Every year, around this time, I get what I call the “holiday blues”. I’m not sure what triggers it, but I can count on it like clockwork. I get depressed and weepy, and really just want to lock myself in the bedroom and stay under the covers. Every year I tell myself, I’m going to beat the blues this time. I decorate, bake, put on the Macy’s Thanksgiving parade, play Christmas music, make Zoë do some crazy crafts, mail Christmas cards, you name it. I’ve done it all. I do a shoebox for Operation Christmas Child, support the Angel Tree, try to visit and help people. None of this really helps. At the end of the day, I’m still depressed. Usually, the only thing that can break through is watching Zoë enjoy the magic and spirit of Christmas. I can always count on that! (I hope that Zoë never feels blue around the holidays!)
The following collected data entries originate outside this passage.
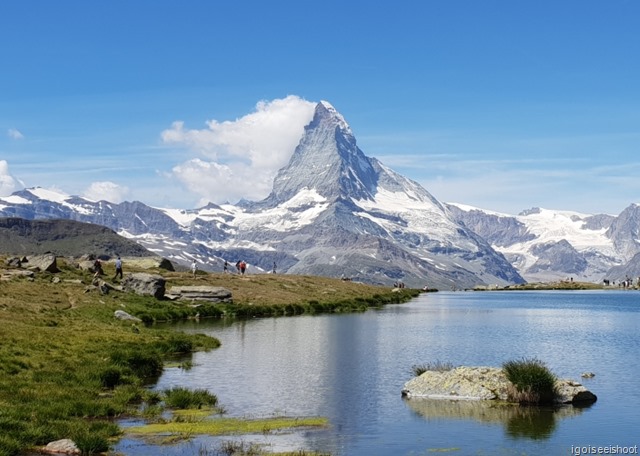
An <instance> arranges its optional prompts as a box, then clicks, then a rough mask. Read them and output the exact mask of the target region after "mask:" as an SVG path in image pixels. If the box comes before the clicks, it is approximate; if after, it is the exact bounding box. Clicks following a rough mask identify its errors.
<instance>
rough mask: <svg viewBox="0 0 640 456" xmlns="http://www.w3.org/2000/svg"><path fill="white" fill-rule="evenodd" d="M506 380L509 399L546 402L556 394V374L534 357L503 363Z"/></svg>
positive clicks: (544, 403) (504, 372) (522, 401)
mask: <svg viewBox="0 0 640 456" xmlns="http://www.w3.org/2000/svg"><path fill="white" fill-rule="evenodd" d="M502 369H503V370H504V373H505V375H506V376H507V380H509V382H511V385H512V388H510V389H509V391H508V394H509V399H510V400H512V401H514V402H519V403H521V404H548V403H551V402H553V400H554V399H555V398H556V396H557V393H558V392H557V389H556V376H555V375H553V373H551V371H550V370H549V369H548V368H547V367H546V366H545V365H544V363H543V362H542V361H540V360H538V359H535V358H524V359H521V360H516V361H508V362H506V363H504V364H503V366H502Z"/></svg>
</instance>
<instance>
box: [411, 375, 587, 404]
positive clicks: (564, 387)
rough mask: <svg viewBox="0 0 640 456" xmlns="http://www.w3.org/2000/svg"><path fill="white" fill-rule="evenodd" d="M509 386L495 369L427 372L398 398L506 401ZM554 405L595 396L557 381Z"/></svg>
mask: <svg viewBox="0 0 640 456" xmlns="http://www.w3.org/2000/svg"><path fill="white" fill-rule="evenodd" d="M509 386H510V382H509V380H507V377H506V376H505V374H504V372H503V371H502V369H498V368H495V367H464V366H463V367H457V368H455V369H451V370H448V371H427V372H425V373H423V374H422V375H420V376H419V377H416V378H414V379H412V380H409V381H408V382H407V383H405V385H404V388H403V389H402V395H403V396H405V397H407V398H412V397H416V398H418V397H419V398H428V399H449V400H472V401H473V400H475V401H481V400H502V401H506V400H508V394H507V392H508V390H509ZM556 386H557V388H558V392H559V394H558V398H557V399H556V402H557V403H561V404H572V403H590V402H595V401H596V399H597V398H596V396H595V394H593V393H591V392H590V391H588V390H587V389H586V388H585V387H584V386H582V385H581V384H580V383H578V382H575V381H572V380H565V379H559V380H558V381H557V383H556Z"/></svg>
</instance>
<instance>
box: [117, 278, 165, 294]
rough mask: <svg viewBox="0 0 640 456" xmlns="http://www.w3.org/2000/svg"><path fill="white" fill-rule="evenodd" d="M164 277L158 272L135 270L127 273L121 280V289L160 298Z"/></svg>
mask: <svg viewBox="0 0 640 456" xmlns="http://www.w3.org/2000/svg"><path fill="white" fill-rule="evenodd" d="M165 283H166V281H165V279H164V277H162V276H161V275H158V274H148V273H146V272H136V273H133V274H127V275H126V276H125V278H124V279H123V280H122V289H123V290H124V291H129V292H133V293H136V294H138V295H141V296H153V297H154V298H156V299H162V298H163V297H164V292H165Z"/></svg>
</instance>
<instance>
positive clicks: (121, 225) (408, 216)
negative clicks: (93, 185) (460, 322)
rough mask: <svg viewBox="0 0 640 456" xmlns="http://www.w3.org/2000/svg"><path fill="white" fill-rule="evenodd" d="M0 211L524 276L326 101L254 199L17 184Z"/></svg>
mask: <svg viewBox="0 0 640 456" xmlns="http://www.w3.org/2000/svg"><path fill="white" fill-rule="evenodd" d="M0 215H2V216H17V217H22V218H28V219H38V218H68V219H73V220H79V221H84V222H90V223H97V224H100V225H105V226H108V227H109V228H112V229H113V230H115V231H117V232H118V233H120V234H122V235H124V236H126V237H129V238H132V239H135V240H136V241H137V242H139V243H140V244H142V245H143V246H145V247H147V248H148V249H149V250H151V251H154V252H156V253H158V254H159V255H162V256H165V257H167V258H169V259H172V260H174V261H177V262H185V263H186V262H189V261H190V260H191V259H192V258H196V259H197V260H198V261H200V262H201V263H202V265H203V267H207V266H208V267H209V268H211V269H217V270H221V269H222V262H223V260H224V259H226V260H229V261H230V262H232V263H235V261H236V260H239V259H244V260H245V261H247V262H248V263H249V264H250V265H251V266H252V268H261V269H263V270H267V271H269V270H271V269H272V266H273V263H274V262H275V263H276V264H277V268H278V272H292V273H303V274H318V275H327V276H334V277H340V276H345V277H353V278H357V279H359V280H363V281H368V282H373V283H385V284H391V283H393V282H396V281H400V280H401V281H404V282H405V283H406V284H407V285H409V286H424V285H428V286H430V287H431V286H433V287H438V288H445V289H449V288H466V287H471V286H474V285H480V284H499V285H504V284H509V283H520V282H522V281H523V279H522V277H521V276H520V275H519V274H518V272H517V271H516V269H515V268H514V267H513V266H512V265H511V264H510V263H509V262H508V261H507V260H506V259H505V257H504V256H503V255H502V254H501V253H498V252H496V251H495V250H494V249H493V248H492V247H491V246H490V245H489V243H487V242H486V241H485V240H484V239H483V238H482V237H480V236H478V235H477V234H476V233H474V232H473V231H472V230H470V229H469V228H467V227H465V226H464V225H462V224H460V223H459V222H457V221H456V220H454V219H453V218H452V216H451V214H450V212H449V210H448V209H447V208H446V207H444V206H443V205H442V204H441V203H439V202H438V201H437V200H436V199H435V198H434V197H433V196H431V195H430V194H429V193H428V192H427V191H426V190H425V189H424V188H422V187H421V186H420V185H419V184H417V183H416V182H413V181H411V180H409V179H407V178H405V177H403V176H401V175H399V174H397V173H395V172H394V171H392V170H391V169H389V168H387V167H386V166H384V165H383V164H382V163H380V162H379V161H378V160H376V159H374V158H369V157H367V156H366V155H365V154H364V153H363V152H362V151H361V150H360V149H359V148H358V146H357V144H356V139H355V137H354V135H353V133H352V131H351V129H350V128H349V126H348V124H347V123H346V121H345V120H344V118H343V117H342V116H341V115H340V114H339V113H338V112H337V111H336V110H335V109H334V108H333V107H332V106H331V105H330V104H329V103H327V102H321V103H319V104H318V105H317V106H316V110H315V115H314V118H313V120H312V122H311V123H310V124H309V125H308V126H307V127H306V128H305V132H304V135H303V137H302V139H301V141H300V143H299V145H298V147H297V148H296V150H295V152H294V154H293V156H292V157H291V159H290V162H289V164H288V165H287V166H286V167H284V168H283V169H281V170H280V172H279V173H278V174H277V176H276V178H275V180H274V185H273V191H272V192H271V194H270V195H269V197H267V198H266V199H265V200H263V201H260V202H253V203H251V202H249V203H247V202H243V204H239V205H221V206H217V205H214V204H210V205H208V206H206V207H203V208H200V209H195V210H172V209H159V208H152V207H149V206H146V205H144V204H143V203H140V202H125V203H121V204H113V203H109V202H106V201H98V202H95V201H89V200H86V199H83V198H78V197H68V196H65V195H59V194H54V193H52V192H48V191H45V190H43V189H38V188H36V189H27V190H23V191H20V192H16V193H14V194H13V195H12V196H10V197H7V198H1V199H0Z"/></svg>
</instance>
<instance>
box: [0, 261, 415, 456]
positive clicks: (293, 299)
mask: <svg viewBox="0 0 640 456" xmlns="http://www.w3.org/2000/svg"><path fill="white" fill-rule="evenodd" d="M2 260H4V258H0V265H1V264H3V263H2ZM58 267H59V268H60V270H61V272H59V273H56V274H50V273H36V274H35V277H34V278H33V279H26V278H15V279H13V280H9V281H3V282H2V283H0V287H1V289H2V293H0V340H1V341H2V343H0V455H1V456H5V455H17V454H19V453H21V452H24V451H25V450H28V449H32V448H37V447H40V446H44V445H46V444H47V443H49V442H50V441H53V440H58V439H62V438H71V439H77V442H76V443H78V444H79V446H80V449H81V451H83V452H84V453H85V454H91V453H95V452H98V451H102V450H103V449H104V447H105V442H113V441H114V440H115V439H117V438H119V437H120V436H121V435H122V430H121V429H120V428H119V427H118V426H117V425H116V424H114V421H113V419H114V418H118V417H123V416H127V415H136V416H145V417H150V418H157V417H158V416H160V415H161V414H162V407H164V405H163V404H162V401H163V400H164V398H163V397H160V396H161V395H156V396H154V395H153V394H152V393H150V392H149V391H148V390H147V389H146V388H145V386H146V385H148V384H149V382H150V381H153V380H154V379H155V378H156V377H157V376H158V375H160V373H161V372H162V369H163V364H162V363H163V362H164V361H165V360H167V359H168V358H170V357H171V356H172V355H175V354H181V353H189V352H193V351H199V350H209V349H213V348H217V347H218V346H219V345H220V342H219V341H218V340H217V339H215V338H213V337H209V336H206V335H202V334H183V333H179V332H177V331H175V330H174V329H172V328H166V327H165V328H157V327H154V326H150V325H144V324H138V325H134V326H132V324H131V322H126V321H119V320H116V319H115V318H114V311H116V310H125V311H126V312H128V313H129V314H132V315H134V316H137V317H139V318H141V319H143V320H144V321H145V322H149V323H152V322H155V321H159V320H180V319H185V318H192V317H194V316H195V315H196V314H199V315H200V317H201V318H204V317H207V316H212V317H223V316H227V317H233V316H236V317H247V318H248V317H255V316H277V315H294V314H298V313H318V312H346V311H357V310H366V309H367V308H371V307H376V306H381V305H383V304H391V303H400V302H405V301H407V300H408V299H410V298H411V297H412V296H413V295H412V293H413V291H412V290H409V289H407V290H406V291H405V292H403V293H391V291H390V289H388V288H384V287H375V286H370V285H364V284H358V283H355V282H344V281H340V280H336V279H328V278H322V277H311V276H289V275H284V274H282V275H277V276H275V275H271V274H264V275H260V276H258V275H256V276H253V275H251V276H247V277H239V276H232V275H231V274H201V275H198V277H197V280H196V281H195V283H194V280H193V278H192V277H191V274H190V273H179V272H175V273H174V272H171V273H169V272H167V271H161V270H155V271H154V270H152V271H149V270H145V272H155V273H160V274H162V275H163V276H164V277H165V278H166V279H167V281H168V283H169V284H171V285H194V284H197V285H217V286H224V287H227V288H229V289H231V290H232V292H233V296H234V303H233V304H231V303H220V304H207V303H205V304H202V305H199V306H197V307H194V306H192V305H190V304H189V303H180V302H172V301H163V300H156V299H155V298H152V297H145V296H138V295H135V294H133V293H122V292H117V291H111V292H109V293H108V294H106V295H102V294H100V292H99V291H98V290H97V289H95V288H92V287H91V286H90V285H89V284H90V283H91V281H92V274H90V273H88V272H86V271H82V270H80V269H78V268H77V267H76V266H75V265H74V264H73V262H71V261H66V260H65V259H63V258H59V259H58ZM108 268H109V266H108V265H107V270H106V273H107V274H106V276H107V277H109V276H112V274H113V272H114V271H113V269H111V270H110V271H109V270H108ZM139 271H141V270H136V269H135V267H133V265H129V267H128V268H127V269H126V272H125V273H129V272H139ZM54 277H55V278H56V279H60V280H59V281H58V283H55V282H54V281H53V278H54ZM281 285H286V286H285V287H281ZM416 294H417V291H416ZM185 366H186V365H185ZM205 407H206V406H203V408H205ZM295 423H296V424H295V425H296V426H300V425H304V422H301V421H296V422H295ZM301 423H303V424H301ZM289 424H291V423H289ZM234 432H235V431H234ZM240 432H241V431H240Z"/></svg>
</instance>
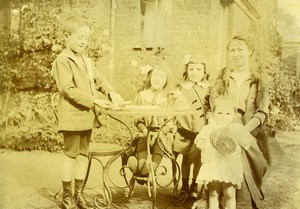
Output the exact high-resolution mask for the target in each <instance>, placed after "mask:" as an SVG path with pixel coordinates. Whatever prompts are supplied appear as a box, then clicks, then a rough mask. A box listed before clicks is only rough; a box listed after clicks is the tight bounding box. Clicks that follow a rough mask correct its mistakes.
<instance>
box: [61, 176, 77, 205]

I think it stems from awful holidays past. My body is conditioned to prepare itself for disappointment. I’m sure this year will be no different, probably worse, since I can’t seem to get myself organized and ready. I feel like I’ve done nothing. Usually, by now, I’ve at least gotten a little Christmas shopping done and taken advantage of early deals. Nothing. I didn’t even put up my Thanksgiving decorations! I usually go all out. I still have Halloween stuff that hasn’t been put away. Add to that, Dan is still looking for work and money is quickly dwindling.
Tomorrow is Thanksgiving Day. I really love my in-laws, so I know dinner will be fine. But, something will happen, it always does. They sometimes forget to include me on email messages and rely on Dan to tell me. Now that they have moved their conversations to Facebook, I never know what is going on. I’m still not completely sure what’s supposed to happen tomorrow. I think I’m supposed to bring sweet potato casserole. I’m taking bets on getting there and finding out I was supposed to bring something else. I don’t even know what time we are supposed to be there!
This year we will also be traveling to Richmond to see my family. That’s just a hot bed of potential drama. I am looking forward to seeing my family and staying with my cousins. I really want Zoë to be connected and involved with them, especially since I never was in the past. There is a huge divide between my immediate family and my extended family. Makes visiting a little stressful.